Gas-phase pyrolytic reactions. Rate data for pyrolysis of N-t-butylthioacetamide and N-acetylthioacetamide: role of polarity of transition state and γ-carbonyl group protophilicity

Abstract

In the gas phase, both N-t-butylthioacetamide and N-acetylthioacetamide undergo unimolecular first-order elimination reactions for which log A= 11.58 s^–1 and 10.64 s^–1, and E_a= 16.45 kJ mol^–1 and,117.15 kJ mol^–1, respectively. The results are in accord with a reaction pathway involving a cyclic six-membered transition state, and show each compound to be more reactive than its oxygencontaining analogue.

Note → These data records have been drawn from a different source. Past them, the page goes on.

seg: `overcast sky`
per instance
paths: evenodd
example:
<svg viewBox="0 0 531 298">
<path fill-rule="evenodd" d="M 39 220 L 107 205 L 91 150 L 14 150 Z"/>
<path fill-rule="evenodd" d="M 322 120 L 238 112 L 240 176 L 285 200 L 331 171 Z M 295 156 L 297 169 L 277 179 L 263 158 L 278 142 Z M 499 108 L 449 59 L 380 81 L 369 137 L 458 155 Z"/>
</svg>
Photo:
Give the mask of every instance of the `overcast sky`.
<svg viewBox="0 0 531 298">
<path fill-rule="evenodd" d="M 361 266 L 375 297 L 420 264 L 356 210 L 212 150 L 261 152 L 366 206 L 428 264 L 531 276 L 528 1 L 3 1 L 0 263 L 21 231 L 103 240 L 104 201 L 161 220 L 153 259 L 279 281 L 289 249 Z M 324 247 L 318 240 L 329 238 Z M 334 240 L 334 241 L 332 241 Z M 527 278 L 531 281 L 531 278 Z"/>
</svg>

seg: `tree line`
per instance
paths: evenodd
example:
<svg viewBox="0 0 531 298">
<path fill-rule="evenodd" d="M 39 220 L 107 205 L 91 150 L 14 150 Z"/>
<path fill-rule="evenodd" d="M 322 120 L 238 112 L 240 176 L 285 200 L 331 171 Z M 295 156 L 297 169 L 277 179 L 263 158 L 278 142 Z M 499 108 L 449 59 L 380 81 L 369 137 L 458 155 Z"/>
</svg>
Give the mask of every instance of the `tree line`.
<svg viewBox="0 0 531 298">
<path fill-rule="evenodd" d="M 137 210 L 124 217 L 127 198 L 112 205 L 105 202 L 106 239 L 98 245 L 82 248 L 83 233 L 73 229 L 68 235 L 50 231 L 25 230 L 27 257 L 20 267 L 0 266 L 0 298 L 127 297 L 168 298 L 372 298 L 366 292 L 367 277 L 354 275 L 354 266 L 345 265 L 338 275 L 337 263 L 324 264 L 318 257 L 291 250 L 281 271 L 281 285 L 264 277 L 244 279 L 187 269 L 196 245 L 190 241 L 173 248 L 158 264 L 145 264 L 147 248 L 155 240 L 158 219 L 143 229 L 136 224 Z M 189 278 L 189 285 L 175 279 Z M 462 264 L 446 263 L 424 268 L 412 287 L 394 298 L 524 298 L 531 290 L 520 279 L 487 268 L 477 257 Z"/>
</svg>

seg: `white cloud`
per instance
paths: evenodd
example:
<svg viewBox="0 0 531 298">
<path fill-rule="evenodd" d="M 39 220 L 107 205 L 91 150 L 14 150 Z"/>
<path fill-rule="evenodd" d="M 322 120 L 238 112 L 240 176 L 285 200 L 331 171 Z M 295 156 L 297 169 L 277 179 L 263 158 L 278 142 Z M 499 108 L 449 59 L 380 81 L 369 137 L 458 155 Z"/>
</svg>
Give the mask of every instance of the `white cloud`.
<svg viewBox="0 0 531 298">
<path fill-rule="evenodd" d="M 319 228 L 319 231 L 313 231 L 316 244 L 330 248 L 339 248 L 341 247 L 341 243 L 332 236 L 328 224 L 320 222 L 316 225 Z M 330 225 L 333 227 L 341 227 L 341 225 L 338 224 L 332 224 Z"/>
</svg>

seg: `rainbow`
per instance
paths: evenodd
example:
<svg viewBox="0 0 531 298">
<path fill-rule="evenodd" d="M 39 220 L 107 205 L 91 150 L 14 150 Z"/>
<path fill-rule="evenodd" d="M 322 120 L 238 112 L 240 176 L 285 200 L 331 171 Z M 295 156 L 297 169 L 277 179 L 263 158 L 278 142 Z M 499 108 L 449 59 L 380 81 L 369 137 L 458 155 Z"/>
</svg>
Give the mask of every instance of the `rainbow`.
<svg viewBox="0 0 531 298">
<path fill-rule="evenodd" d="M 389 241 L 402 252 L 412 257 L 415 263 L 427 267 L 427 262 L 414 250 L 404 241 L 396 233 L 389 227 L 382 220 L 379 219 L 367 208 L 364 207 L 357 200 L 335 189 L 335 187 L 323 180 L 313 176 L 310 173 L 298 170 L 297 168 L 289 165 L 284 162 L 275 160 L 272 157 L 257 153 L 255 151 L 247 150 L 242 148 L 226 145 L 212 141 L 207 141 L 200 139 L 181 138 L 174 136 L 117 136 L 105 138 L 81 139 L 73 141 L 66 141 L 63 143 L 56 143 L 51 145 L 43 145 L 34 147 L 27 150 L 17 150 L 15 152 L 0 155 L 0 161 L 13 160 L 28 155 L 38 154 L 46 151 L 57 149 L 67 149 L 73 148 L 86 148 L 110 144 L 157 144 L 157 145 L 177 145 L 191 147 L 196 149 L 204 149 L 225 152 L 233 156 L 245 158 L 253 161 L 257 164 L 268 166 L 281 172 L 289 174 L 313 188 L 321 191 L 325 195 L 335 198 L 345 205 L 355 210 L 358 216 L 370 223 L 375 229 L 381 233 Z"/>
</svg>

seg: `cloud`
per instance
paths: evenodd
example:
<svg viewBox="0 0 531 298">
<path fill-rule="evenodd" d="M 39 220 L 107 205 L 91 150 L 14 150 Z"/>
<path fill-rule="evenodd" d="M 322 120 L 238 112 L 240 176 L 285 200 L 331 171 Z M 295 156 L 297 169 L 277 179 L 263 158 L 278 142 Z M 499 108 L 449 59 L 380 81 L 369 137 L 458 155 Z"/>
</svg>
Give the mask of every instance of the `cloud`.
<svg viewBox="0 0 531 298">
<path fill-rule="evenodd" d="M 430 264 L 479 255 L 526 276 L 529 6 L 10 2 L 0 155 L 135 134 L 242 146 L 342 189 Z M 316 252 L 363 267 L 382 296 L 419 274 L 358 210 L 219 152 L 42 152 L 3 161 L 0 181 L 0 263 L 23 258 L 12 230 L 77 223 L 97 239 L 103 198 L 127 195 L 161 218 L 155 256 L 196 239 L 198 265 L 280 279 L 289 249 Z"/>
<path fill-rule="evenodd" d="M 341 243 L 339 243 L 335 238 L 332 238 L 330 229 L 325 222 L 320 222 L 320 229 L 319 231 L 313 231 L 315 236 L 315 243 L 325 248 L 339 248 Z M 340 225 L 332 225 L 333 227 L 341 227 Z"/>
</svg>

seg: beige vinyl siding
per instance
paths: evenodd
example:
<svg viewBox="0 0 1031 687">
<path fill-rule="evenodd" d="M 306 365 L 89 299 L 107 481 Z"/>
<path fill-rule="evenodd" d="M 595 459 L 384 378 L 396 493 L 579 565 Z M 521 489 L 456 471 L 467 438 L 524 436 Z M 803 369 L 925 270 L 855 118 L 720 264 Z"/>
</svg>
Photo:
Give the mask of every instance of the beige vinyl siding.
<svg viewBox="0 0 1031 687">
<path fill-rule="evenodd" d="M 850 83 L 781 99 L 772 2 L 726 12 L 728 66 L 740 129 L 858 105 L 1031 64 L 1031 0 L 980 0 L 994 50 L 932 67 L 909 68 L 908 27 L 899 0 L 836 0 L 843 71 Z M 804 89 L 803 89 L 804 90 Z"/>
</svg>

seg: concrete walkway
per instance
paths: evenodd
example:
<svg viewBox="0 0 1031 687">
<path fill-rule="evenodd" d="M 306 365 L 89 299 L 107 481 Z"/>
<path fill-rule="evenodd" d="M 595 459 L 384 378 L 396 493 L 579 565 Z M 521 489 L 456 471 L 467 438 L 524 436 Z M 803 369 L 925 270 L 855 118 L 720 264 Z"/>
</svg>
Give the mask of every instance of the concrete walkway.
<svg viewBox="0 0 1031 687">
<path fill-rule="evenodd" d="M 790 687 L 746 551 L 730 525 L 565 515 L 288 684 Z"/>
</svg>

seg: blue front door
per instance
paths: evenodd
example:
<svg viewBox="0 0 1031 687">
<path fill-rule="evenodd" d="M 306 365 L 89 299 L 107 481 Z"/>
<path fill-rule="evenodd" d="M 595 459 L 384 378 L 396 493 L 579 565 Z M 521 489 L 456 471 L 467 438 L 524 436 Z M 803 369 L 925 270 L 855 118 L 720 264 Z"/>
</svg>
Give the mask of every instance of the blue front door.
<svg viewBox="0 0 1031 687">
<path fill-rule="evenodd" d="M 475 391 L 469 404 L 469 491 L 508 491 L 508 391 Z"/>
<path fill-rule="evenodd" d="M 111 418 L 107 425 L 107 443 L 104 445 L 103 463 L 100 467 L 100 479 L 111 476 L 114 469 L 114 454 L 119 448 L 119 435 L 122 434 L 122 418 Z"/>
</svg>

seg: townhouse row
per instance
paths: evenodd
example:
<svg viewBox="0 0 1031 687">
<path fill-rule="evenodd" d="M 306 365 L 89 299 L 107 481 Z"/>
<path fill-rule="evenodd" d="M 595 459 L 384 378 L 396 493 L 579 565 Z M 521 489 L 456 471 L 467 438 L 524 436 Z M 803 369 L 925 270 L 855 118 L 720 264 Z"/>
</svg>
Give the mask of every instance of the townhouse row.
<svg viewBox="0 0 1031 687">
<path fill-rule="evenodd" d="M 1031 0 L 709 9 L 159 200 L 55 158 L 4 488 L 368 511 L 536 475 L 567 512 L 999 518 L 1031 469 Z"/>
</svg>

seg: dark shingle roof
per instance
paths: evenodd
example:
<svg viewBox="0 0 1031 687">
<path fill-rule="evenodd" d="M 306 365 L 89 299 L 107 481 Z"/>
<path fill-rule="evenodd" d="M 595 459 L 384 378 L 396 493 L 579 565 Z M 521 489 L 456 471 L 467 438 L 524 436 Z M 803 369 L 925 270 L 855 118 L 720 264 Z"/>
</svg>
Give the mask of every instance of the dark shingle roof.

At 600 K, the statistically corrected reactivity ratios: t-butyl thioacetate (1)/ t-butyl acetate (2); N-acetylthioacetamide (3)/diacetamide (4); and N-t-butylthioacetamide (5)/N-t-butylacetamide (6) are 83, 173, and 1 404, respectively. The above rate factors are consistent with the tenet that as C_α–X bond fission becomes less rate-contributing in these electrocyclic reactions, so attack by the CY bond upon the β-hydrogen atoms becomes more important. Thus, whereas t-butyl acetate at 600 K is some 68 700 times more reactive than N-t-butylacetamide, t-butyl thioacetate is only 4 060 times more reactive than N-t-butylthioacetamide.